Mrs Leidner (Louise Leidner) isn’t a beauty that one despised but rather one that was admired by all. Her archaeologist husband is constantly worried about the strange incidents that his wife encounters on a daily basis. He employs nurse Amy Leatheran at her service. When Amy arrives, she is amused by how archaeologists write everything on mud and felt that excavations are nothing but mounds of mud.
When Mrs Leidner, sees a man peering through the window, Louise takes her nurse into confidence and shows the anonymous letters she received.
Miss Mercado despises Louise and spews venom in her name. Miss Johnson appears calm and composed on the surface. Bill Coleman isn’t the fool he looks.
A murder takes place and Captain Maitland is called, who summons Hercule Poirot. He deduces certain facts by his observations and Dr Leidner’s expedition is in his eye of suspicion. Nurse Leatheran suspects Father Lavigny.
Hercule Poirot has his own ways to extract information from people. With nurse Amy Leatheran in tow, they examine the case like that of a doctor and a nurse.
The story is narrated from Amy Leatheran’s perspective.
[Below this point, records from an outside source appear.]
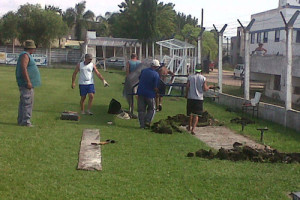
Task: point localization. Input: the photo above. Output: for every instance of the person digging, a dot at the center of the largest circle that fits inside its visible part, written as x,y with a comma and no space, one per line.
86,81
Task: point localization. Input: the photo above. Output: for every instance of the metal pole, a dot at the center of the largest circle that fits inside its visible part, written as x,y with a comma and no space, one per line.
153,53
220,81
141,51
247,66
199,50
160,53
289,56
147,49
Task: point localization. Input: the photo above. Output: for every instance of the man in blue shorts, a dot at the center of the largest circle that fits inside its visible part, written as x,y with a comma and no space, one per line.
147,91
195,87
86,81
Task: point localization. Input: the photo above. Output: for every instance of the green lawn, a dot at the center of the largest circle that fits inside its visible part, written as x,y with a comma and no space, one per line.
40,162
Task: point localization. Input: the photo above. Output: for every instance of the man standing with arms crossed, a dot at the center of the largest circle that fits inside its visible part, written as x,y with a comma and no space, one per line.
86,81
195,87
28,77
147,91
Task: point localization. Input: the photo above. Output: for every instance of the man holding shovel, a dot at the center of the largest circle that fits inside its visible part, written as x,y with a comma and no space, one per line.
86,81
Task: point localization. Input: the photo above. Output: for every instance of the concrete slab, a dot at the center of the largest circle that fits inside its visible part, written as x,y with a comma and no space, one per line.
220,136
90,155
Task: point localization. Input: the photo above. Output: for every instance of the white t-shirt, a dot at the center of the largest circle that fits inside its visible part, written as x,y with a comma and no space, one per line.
196,86
86,74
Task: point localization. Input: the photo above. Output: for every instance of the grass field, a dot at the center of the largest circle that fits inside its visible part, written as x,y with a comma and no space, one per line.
40,162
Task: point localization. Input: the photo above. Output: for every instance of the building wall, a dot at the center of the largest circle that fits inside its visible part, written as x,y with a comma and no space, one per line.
270,21
265,68
266,111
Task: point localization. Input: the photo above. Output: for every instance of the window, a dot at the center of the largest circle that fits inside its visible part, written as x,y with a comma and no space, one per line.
297,90
258,39
265,37
277,35
252,38
277,82
298,37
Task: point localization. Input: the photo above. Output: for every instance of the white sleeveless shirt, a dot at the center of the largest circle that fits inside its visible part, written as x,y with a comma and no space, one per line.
86,74
196,86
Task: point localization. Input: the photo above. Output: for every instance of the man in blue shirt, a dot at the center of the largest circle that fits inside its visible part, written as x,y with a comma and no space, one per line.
147,91
28,77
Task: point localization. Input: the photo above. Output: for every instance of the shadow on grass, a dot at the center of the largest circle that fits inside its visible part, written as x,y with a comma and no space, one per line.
9,124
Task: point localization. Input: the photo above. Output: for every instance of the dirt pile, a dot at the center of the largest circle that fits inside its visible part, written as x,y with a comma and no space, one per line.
172,124
240,152
242,120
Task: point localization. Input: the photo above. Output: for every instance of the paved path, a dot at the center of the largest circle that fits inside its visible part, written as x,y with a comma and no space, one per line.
220,136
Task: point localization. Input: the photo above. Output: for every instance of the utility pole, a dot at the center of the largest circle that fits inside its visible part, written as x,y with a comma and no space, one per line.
289,59
220,64
247,58
199,60
200,37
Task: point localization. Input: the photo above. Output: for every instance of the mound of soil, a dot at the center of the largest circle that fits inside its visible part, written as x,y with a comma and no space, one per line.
242,120
172,124
240,152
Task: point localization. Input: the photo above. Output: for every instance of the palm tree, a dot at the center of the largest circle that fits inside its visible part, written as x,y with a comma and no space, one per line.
78,18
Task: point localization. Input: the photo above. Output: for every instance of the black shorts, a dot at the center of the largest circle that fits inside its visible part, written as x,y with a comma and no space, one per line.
194,106
162,87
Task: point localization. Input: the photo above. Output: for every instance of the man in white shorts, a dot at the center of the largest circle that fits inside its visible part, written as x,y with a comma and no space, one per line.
86,81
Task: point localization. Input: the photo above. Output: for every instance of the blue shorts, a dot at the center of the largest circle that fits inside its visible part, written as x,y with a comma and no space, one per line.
86,89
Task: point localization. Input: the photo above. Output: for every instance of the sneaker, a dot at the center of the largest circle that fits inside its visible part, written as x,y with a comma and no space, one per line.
147,125
160,107
27,125
89,112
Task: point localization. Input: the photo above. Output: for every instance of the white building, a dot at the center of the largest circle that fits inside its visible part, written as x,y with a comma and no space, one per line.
269,28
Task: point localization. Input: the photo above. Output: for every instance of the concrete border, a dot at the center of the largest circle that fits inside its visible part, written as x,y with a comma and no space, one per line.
266,111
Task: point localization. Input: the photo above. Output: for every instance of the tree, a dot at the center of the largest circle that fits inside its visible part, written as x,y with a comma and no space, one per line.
165,24
127,22
148,28
53,8
102,26
190,34
10,27
209,45
78,18
43,26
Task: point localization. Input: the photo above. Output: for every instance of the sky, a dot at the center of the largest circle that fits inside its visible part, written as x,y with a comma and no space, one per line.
217,12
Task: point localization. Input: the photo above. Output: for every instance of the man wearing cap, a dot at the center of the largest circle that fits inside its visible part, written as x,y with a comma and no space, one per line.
147,91
28,77
86,81
195,87
132,64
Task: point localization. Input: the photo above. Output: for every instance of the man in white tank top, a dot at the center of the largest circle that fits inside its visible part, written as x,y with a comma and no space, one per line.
195,87
86,81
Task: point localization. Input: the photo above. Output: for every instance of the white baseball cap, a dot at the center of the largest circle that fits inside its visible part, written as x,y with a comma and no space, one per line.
155,63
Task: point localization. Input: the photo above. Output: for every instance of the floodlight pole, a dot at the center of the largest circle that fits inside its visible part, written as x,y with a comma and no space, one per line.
289,59
199,45
247,58
220,64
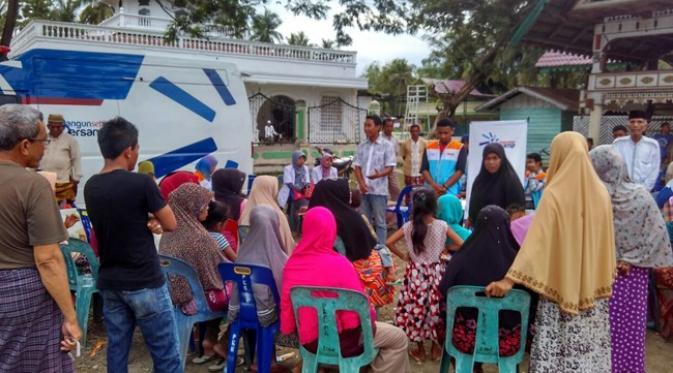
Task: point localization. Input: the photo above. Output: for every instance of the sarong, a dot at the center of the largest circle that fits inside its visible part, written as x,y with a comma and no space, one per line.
30,325
628,316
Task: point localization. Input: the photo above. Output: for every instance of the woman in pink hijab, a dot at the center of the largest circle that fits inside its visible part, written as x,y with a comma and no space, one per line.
312,259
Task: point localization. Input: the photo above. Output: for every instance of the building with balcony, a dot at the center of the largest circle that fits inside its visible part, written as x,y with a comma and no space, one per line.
310,95
626,44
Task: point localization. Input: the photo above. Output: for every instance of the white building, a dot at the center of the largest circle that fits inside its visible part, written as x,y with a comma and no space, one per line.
308,94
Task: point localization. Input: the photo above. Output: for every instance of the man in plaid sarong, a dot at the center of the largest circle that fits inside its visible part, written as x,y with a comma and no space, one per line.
38,323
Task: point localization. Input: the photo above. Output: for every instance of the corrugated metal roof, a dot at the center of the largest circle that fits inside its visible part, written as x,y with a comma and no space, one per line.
562,98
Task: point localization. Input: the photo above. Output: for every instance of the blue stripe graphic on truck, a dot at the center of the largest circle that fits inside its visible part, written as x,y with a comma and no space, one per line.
219,85
67,77
182,97
175,159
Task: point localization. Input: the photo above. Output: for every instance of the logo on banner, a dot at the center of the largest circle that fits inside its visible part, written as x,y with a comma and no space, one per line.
490,138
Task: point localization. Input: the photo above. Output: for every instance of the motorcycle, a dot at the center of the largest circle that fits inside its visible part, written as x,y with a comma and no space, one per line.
344,165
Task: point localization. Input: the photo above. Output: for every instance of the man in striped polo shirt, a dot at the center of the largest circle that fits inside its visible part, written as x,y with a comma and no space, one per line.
444,160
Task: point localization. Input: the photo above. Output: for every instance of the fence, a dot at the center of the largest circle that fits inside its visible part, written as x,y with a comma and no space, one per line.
335,121
608,122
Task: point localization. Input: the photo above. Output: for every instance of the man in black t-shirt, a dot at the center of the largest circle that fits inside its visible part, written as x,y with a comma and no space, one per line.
134,290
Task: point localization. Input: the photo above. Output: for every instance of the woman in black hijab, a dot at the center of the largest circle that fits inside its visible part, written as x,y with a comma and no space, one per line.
227,184
486,255
351,227
497,183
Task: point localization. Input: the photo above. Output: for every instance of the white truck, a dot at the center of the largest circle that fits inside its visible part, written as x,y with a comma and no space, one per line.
184,108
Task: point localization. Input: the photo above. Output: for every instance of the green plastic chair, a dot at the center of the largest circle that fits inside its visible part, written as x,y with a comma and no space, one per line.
486,346
83,285
329,349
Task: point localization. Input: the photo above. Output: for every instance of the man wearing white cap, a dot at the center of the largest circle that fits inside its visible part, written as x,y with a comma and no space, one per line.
62,157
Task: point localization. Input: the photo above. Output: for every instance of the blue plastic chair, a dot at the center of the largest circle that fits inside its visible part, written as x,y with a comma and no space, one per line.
83,285
402,212
176,267
487,344
244,276
329,349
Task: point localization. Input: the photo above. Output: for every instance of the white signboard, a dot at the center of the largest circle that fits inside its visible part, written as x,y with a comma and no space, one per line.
511,134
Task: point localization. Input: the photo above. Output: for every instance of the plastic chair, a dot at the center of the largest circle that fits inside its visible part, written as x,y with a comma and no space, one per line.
329,349
185,323
244,276
83,285
486,344
401,212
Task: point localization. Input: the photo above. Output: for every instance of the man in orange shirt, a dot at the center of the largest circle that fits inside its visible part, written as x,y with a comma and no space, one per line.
535,176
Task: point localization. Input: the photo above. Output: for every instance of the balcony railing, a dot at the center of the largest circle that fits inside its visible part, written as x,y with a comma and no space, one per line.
46,30
632,80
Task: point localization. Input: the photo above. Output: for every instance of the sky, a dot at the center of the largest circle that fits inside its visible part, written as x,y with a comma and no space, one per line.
371,46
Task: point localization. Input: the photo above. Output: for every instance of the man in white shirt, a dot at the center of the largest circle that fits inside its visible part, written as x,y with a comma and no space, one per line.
641,153
62,157
270,132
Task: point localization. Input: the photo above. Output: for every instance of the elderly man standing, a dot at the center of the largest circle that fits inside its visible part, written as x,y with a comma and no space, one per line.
412,152
62,157
37,318
641,153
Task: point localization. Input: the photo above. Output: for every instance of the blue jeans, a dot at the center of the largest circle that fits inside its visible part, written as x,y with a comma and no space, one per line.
152,311
374,208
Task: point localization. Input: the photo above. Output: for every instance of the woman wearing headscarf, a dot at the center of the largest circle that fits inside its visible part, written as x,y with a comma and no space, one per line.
204,170
496,184
264,192
227,185
191,243
324,170
642,243
307,266
262,247
296,181
491,248
172,181
450,210
355,240
568,258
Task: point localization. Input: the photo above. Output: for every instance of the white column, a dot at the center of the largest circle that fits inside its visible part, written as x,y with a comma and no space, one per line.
595,123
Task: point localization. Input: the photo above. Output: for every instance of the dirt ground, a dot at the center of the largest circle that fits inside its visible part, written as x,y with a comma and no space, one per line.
659,354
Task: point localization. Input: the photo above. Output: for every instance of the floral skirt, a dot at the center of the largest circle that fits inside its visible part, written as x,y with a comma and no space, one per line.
418,306
664,281
465,331
565,343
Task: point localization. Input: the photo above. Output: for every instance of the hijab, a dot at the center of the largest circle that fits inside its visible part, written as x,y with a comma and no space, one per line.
262,247
315,263
299,171
641,238
502,188
174,180
264,192
568,255
351,227
227,184
520,227
263,244
486,255
206,165
451,211
191,242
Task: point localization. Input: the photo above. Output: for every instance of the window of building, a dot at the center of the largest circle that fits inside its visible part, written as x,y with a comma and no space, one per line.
331,113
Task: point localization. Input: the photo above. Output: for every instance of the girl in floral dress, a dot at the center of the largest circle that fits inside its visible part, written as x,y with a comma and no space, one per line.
418,307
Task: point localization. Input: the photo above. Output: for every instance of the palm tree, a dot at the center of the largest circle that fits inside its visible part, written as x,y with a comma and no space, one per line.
64,10
264,27
299,39
96,13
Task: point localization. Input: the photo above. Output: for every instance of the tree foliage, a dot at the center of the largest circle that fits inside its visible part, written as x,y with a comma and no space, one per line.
390,82
300,39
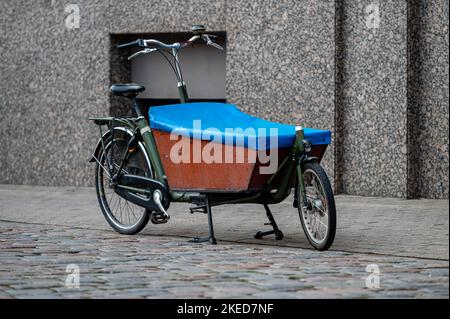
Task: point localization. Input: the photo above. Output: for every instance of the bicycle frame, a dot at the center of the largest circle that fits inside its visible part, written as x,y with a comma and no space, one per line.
140,128
290,166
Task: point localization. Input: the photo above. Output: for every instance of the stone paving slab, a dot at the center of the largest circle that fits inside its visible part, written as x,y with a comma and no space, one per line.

Nurse Leatheran even had a penchant towards detective stories, so and so that she was the calm and composed one when the murder took place.
How Christie understands human nature astounds me. For example, the characters in the book ‘Death on the Nile’ resembled people that one sees in a commute. The pacing doesn’t leave room for guessing.
The revelation, in the end, is dramatic with Hercule Poirot taking the members on a ‘journey’ by invoking the almighty.